Pizza de sushi com quibe

Caramuru: ”No ano 457 da deglutição do bispo Sardinha, celebram-se os 25 da Trip”

Hoje, no ano 457 da deglutição do bispo Sardinha, celebram-se os 25 da Trip, a mais antropofágica das revistas brasileiras

No ano 374 da deglutição do bispo Sardinha (ou, no calendário comum, em 1928), o poeta Oswald de Andrade publicou o Manifesto antropófago. Mais do que um projeto estético, havia ali uma concepção do Brasil ou do que o Brasil deveria vir a ser. Um país que misturasse o antigo e o novo; o português, o índio, o francês, o americano, o africano, o japonês, digerindo tudo e criando alguma coisa nova, original e, sempre, bem-humorada. Pois nem o bispo escapou do bom humor de Oswald: o pobre infeliz – viajando de volta para Portugal em 1556 depois de ter sido o primeiro bispo do Brasil, tendo naufragado no São Francisco – escapou de se afogar, mas, ao chegar à praia, foi capturado e logo depois devorado por índios caetés. Esse evento viria a marcar o “ano zero” do calendário antropofágico...

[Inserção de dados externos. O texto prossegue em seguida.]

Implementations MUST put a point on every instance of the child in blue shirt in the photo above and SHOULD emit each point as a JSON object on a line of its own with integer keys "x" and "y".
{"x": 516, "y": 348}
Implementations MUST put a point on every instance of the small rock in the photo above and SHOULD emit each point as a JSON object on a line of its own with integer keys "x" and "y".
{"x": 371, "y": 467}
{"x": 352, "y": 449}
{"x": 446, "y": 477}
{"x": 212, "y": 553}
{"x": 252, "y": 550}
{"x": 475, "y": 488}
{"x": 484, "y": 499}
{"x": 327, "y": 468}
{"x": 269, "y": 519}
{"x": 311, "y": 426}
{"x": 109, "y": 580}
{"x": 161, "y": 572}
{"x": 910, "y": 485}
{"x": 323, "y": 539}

O texto do Manifesto, um poema em prosa de matriz surrealista, é delicioso, belo e irreverente. Se você não leu ainda, leia. O Manifesto começa assim: “Só a Antropofagia nos une. Socialmente. Economicamente. Filosoficamente. Única lei do mundo. Expressão mascarada de todos os individualismos, de todos os coletivismos. De todas as religiões. De todos os tratados de paz. Tupi or not tupi that is the question”. E tem passagens como esta: “Mas não foram cruzados que vieram. Foram fugitivos de uma civilização que estamos comendo, porque somos fortes e vingativos como o jabuti. Se Deus é a consciência do Universo Incriado, Guaraci é a mãe dos viventes. Jaci é a mãe dos vegetais. Não tivemos especulação. Mas tínhamos adivinhação. Tínhamos Política, que é a ciência da distribuição. E um sistema social-planetário”. E esta: “Somos concretistas. As ideias tomam conta, reagem, queimam gente nas praças públicas. Suprimanos as ideias e as outras paralisias. Pelos roteiros. Acreditar nos sinais, acreditar nos instrumentos e nas estrelas”.

O Manifesto mudou o Brasil, embora nem todo mundo tenha entendido o que aquilo queria dizer. Por exemplo, alguns anos depois, Plínio Salgado, um dissidente do movimento (que o ferino Oswald chamava de “o Hitler de Camanducaia”), estaria tentando fundir fascismo, cristianismo e “tupiniquinismo”, numa salada política que chegou a colocar milhares de pessoas marchando nas ruas, mas que acabou não dando em nada. É inegável que nenhum manifesto estético deixou tantas marcas, em nós brasileiros, como aquele. Mais do que dizer que a tropicália, o Zé Celso, os irmãos Campos, o Caetano, o Gil e muitos et ceteras são herdeiros daquele projeto, a verdade é que o melhor da cultura brasileira, e o que mais a diferencia de outras, no mundo, está ligada a essa matriz antropofágica. O Brasil é o único país do mundo onde Iemanjá e Nossa Senhora Aparecida dançam reggae, abençoam e comem juntas pizza de sushi com quibe.

Amadurecer sem envelhecer

Mas o Manifesto antropófago pode também ser lido como uma celebração, uma celebração que, fazendo graça com a tragédia de um bispo que celebrava missas e que terminou seus dias sendo devorado numa celebração caeté, defendia um jeito peculiar, bem-humorado e brasileiro de lidar com o mundo. E tudo isso foi para dizer que, hoje, no ano 457 da deglutição do bispo Sardinha, celebram-se os 25 da Trip, a mais antropofágica das revistas brasileiras, na qual assunto sério é tratado com bom humor e bom humor é tratado com seriedade. A Trip de hoje não é, felizmente, a mesma de um quarto de século atrás. O tempo passa, as coisas mudam e quem não se fossiliza se transforma. Mas, também felizmente, aquilo que é essencial, que está no DNA, permanece. Esta é a coluna de número 60 que escrevo para esta revista. Escrevê-las, apesar do trabalho que dá, e que não é pouco, está entre as atividades mais gostosas que faço. E, na celebração pelos 25 anos da Trip, além de dar os parabéns, eu espero continuar tentando aprender com ela como é que se faz para amadurecer sem envelhecer.